Ayasofya Camii’nin ibadete açılmasının ardından milletimizin duyduğu büyük sevincin yanı sıra ilim, fikir ve sanat dünyası da üstüne düşen görevi hakkıyla yerine getirerek bu tarihî mabede dair birbirinden kıymetli eserlere imza atıyor. Sanıyorum Ayasofya hakkında yerli ve yabancıların yazdıkları kitaplardan rahatlıkla küçük kütüphane kurulabilir. Keşke Ayasofya’nın bahçesinde, uygun bir köşede mabedimize dair kaleme alınmış eserlerden bazıları sergilense. Böylelikle camiye gelenler, bu kitapları toplu olarak görebilecektir.

İşte bu seçkin kitaplardan birisi de Ayasofya ve Onarımları adıyla yine FSMÜ Yayınları arasında çıktı. Fatih, İstanbul ve Ayasofya, birbirini hatırlatan ve çağrıştıran akraba isimler. Fatih’ten bahsediliyorsa İstanbul anılmalıdır, İstanbul’dan söz ediliyorsa Ayasofya konuşulmalıdır. Hasan Fırat Diker’in kaleme aldığı eserin başında “Ayasofya’nın Erken Tarihçesi” bulunuyor. Ondan sonra da asır asır Ayasofya’nın gerek kilise, gerekse cami dönemlerindeki onarımları ele alınıyor. Fotoğraflarla süslenen ve çizimlerle desteklenen eserin ön sözü merhum sanat tarihçimiz Prof.
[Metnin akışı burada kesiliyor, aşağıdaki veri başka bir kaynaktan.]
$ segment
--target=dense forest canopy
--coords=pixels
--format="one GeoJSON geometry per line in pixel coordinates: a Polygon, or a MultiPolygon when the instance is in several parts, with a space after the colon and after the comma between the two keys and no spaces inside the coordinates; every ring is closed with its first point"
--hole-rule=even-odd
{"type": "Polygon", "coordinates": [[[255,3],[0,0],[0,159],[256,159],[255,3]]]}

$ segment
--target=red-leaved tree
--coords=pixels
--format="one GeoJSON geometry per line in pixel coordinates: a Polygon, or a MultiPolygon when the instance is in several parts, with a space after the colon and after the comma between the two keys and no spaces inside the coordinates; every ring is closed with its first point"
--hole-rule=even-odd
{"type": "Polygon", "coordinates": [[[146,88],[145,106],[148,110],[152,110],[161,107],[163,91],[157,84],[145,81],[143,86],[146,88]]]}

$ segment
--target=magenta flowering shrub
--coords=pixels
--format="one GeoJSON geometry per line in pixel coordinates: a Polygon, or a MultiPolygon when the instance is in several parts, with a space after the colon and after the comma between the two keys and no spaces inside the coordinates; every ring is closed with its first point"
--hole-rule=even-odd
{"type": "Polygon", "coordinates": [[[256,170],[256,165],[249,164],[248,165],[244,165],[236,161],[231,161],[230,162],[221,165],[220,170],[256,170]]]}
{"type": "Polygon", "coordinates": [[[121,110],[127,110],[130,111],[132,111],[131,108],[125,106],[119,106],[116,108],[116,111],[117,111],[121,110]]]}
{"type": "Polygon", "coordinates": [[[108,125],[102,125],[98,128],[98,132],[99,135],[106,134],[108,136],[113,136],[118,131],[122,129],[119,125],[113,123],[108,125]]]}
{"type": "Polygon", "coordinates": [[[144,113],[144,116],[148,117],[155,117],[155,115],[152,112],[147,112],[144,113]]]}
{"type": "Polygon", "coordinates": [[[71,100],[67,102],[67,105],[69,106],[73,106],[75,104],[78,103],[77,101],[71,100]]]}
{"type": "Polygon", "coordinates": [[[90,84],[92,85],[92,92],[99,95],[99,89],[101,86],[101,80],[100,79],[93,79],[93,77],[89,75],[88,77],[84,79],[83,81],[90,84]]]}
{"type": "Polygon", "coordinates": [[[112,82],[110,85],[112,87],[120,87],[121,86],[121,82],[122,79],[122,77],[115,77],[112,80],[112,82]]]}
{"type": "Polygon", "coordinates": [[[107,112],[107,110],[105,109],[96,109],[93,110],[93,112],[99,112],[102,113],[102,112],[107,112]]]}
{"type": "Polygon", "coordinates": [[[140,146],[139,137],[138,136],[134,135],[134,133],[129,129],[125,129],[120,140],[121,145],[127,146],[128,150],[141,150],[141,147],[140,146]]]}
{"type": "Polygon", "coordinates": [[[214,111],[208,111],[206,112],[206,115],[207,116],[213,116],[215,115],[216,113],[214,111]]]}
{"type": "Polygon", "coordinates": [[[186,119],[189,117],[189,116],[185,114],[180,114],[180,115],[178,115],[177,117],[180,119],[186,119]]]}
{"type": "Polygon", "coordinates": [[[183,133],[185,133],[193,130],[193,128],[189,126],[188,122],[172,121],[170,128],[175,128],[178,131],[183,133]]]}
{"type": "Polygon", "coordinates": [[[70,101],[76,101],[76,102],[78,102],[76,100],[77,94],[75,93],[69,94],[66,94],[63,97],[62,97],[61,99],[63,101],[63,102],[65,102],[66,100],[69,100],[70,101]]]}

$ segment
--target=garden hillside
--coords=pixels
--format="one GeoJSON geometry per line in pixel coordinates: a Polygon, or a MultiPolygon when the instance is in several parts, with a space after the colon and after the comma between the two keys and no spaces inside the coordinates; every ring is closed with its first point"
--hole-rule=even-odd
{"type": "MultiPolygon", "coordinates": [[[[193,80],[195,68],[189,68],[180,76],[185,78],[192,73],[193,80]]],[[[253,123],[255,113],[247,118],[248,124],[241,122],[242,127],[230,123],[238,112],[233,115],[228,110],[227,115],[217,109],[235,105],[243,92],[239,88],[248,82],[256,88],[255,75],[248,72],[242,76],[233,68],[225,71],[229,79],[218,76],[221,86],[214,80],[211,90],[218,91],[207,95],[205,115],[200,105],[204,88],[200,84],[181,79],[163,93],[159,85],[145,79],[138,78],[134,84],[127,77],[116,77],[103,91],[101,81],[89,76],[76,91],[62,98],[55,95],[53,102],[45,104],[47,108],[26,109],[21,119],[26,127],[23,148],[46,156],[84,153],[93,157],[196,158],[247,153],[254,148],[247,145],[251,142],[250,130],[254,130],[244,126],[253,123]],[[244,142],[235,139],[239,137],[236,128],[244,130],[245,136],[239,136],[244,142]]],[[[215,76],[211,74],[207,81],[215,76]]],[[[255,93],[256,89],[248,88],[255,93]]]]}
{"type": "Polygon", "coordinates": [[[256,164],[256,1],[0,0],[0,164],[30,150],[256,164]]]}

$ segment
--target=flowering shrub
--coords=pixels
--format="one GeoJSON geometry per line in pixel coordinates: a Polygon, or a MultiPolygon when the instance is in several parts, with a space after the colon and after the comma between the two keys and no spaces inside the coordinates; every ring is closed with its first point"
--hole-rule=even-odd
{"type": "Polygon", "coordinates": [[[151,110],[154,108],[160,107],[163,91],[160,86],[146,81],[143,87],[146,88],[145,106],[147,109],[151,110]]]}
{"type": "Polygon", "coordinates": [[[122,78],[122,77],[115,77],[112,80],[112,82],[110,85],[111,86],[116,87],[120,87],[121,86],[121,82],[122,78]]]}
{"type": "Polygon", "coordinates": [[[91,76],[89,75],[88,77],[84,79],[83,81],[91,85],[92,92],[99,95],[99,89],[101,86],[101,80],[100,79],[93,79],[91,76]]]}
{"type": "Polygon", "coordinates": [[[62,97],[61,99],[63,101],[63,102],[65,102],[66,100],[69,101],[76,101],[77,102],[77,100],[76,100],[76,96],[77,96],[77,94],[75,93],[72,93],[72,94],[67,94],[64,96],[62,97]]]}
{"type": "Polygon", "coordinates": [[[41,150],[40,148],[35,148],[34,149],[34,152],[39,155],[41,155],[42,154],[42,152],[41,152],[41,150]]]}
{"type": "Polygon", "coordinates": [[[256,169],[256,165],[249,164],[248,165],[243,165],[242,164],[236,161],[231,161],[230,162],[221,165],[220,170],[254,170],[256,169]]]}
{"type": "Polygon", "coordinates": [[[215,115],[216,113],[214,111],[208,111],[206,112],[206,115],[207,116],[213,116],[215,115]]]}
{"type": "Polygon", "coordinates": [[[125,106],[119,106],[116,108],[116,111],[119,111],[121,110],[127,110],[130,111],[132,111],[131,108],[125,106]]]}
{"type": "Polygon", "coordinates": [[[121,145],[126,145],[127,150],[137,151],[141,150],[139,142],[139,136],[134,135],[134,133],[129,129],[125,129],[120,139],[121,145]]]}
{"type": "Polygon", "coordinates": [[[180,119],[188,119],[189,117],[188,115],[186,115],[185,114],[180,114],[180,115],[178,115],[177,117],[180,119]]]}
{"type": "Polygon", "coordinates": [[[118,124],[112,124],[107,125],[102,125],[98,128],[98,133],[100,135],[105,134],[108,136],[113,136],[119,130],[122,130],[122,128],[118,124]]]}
Dr. Semavi Eyice’ye ait. Titizliğiyle bildiğim ve tanıma talihine eriştiğim merhum Hocamız, kitabın “en etraflı çalışmalardan biri olarak dikkat çektiğini” belirttiği yazısında, “Dr. Hasan Fırat Diker tarafından yapılan bu çalışma yapıldığı tarihten itibaren Ayasofya’nın geçirdiği çeşitli onarımların neler olduğunu kronoloji sırasına göre ortaya koymaktadır.” diyor. Sözü Semavi Hocaya bırakalım: “Bu oldukça zahmetli işi başaran araştırmacı, sadece görünür bazı mimari değişiklikleri yazmamış, aynı zamanda Ayasofya yazmalarında bahsi geçen çeşitli harç terkiplerinin laboratuvar sonuçlarına ve Ayasofya’nın uçan payandalı modelinin deprem simülasyonuna da yer vermiştir. Bu bakımdan teknik açıdan Ayasofya’nın yapısında tespit edilebilen değişiklikler, ilmî ölçü ve esaslara göre derlenmiş bulunmaktadır.”

ITRÎ SEMPOZYUMU

Tabii üniversitelerin kalıcı olan hizmetlerinden birisi de düzenledikleri sempozyumlardır. Bunlardan birisi olan Uluslararası Itrî Sempozyumu, bu üniversitemiz bünyesinde tahakkuk etmişti. Türkiye Cumhuriyeti Cumhurbaşkanlığı himâyelerinde gerçekleştirilen sempozyumun Düzenleme Kurulu’nda Nagehan Haliloğlu, Vahdeddin Işık ve Yalçın Çetinkaya bulunuyor. Burada sunulan bildirilerin Uluslararası Itrî Sempozyumu adıyla Yalçın Çetinkaya editörlüğünde özenle kitaplaşması, ayrı bir hizmet olmuştur. Üniversiteler genelde düzenledikleri sempozyumlardaki bildirileri mali kaynak bulduklarında kitaplaştırıyorlar. Böylelikle o ilmî konuşmalar kalıcı hâle geliyor. Yıllar önce düzenlenen bu sempozyumda tebliğ sunanlar arasında merhum Emin Işık ile Beşir Ayvazoğlu, Nuri Özcan, Talip Mert ve Yalçın Tura da bulunuyor. M. Fatih Andı Sunuş yazısında Itrî’nin bizim medeniyetimizdeki yeri üzerinde duruyor ve “Itrî, iyi bir şair, usta bir ta’lik hattatı, fakat hepsinden daha iyisi de bir büyük musikişinastır.” diyor. Prof. Dr. Bekir Karlığa, Itrî’nin “aynı zamanda bir hâfız” olduğunu bize hatırlatıyor ve devam ediyor: “Hâfızlığı ile bestekârlık kabiliyetini tıpkı mûsikî birikimini miras olarak aldığı Hâfız Abdülkâdir Merâgi ve hocası Hâfız Post gibi mezcedebilmiş, bu sayede ihtişamlı eserler ortaya koymuştur. Dolayısıyla Itrî’nin hem kişiliği ve hem de bestekârlığı, medeniyetimiz ve mûsikî kültürümüz için her dönemde örnek teşkil etmiştir.” Uluslararası Itrî Sempozyumu notalar, bilgiler, belgeler ve fotoğraflarla bir kaynak esere dönüştüğünü söylemeliyiz.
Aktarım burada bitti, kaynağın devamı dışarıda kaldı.